The Challenge of AI Bias and Accuracy
Government use of generative AI raises thorny questions about bias. Copilot’s underlying models, including GPT-4o, have been documented to exhibit biases related to race, gender, and socio-economic status. Lexington’s policy requires that any AI-generated policy recommendation affecting vulnerable populations undergo an equity review by the city’s Office of Diversity and Inclusion.
During a city council workshop in May 2026, Councilmember James Wu pressed IT leadership on how they plan to audit for bias. Torres replied that the city will run sentiment analysis and demographic fairness checks on aggregated AI outputs quarterly, using a third-party tool from Credo AI. That data will be published in an annual AI transparency report, a first for a city of Lexington’s size.
Accuracy remains another hurdle. In a pre-pilot test, Copilot fabricated a state statute reference when asked to summarize recent changes to Kentucky’s land-use laws. The error was caught during human review, but it underscored the need for rigorous fact-checking. Now, every Copilot output that cites laws, statistics, or court cases must include a verified primary source. The policy mandates a “fact-check log” for any AI-generated content used in official documents.
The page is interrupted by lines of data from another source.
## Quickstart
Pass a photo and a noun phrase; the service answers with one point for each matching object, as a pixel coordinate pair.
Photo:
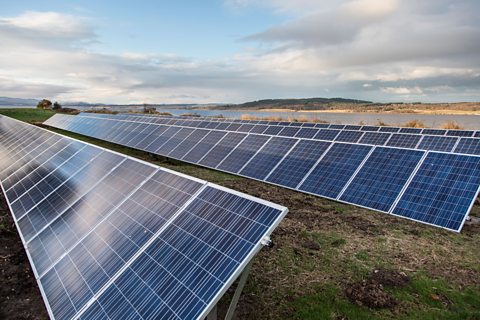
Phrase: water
(471, 122)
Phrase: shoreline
(412, 112)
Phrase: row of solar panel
(409, 141)
(428, 131)
(434, 188)
(112, 237)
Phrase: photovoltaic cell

Looking Ahead: Expansion and Broader AI Strategy
If the initial rollout succeeds, Lexington plans to extend Copilot access to all 2,800 city employees by mid-2027. The next phase may introduce Copilot Studio, Microsoft’s low-code platform for building custom AI agents. Early concepts include a citizens’ self-service bot that answers FAQs about trash pickup, permit applications, and council meeting schedules—strictly non-binding and purely informational.
The city is also exploring Microsoft’s AI-driven tools for cybersecurity. Security Copilot, an AI assistant for threat analysis, could help the small IT team sift through daily security alerts. But procurement rules require a separate assessment, which the city council will take up in the fall budget session.
Lexington’s experiment will likely influence neighboring municipalities. Georgetown and Nicholasville have already sent representatives to observe training sessions. Kentucky’s state government, too, has an AI task force that could adopt similar guidelines. If Lexington can demonstrate real productivity gains without a data breach, the Copilot-only model may become a blueprint for cities nationwide.
For now, the city’s 200 licensed employees are writing their first AI-assisted drafts, following a rulebook designed to keep innovation on a tight leash. Whether that leash holds—and whether the productivity promise proves real—will emerge over the coming months, as Lexington navigates the uncharted intersection of municipal governance and generative AI.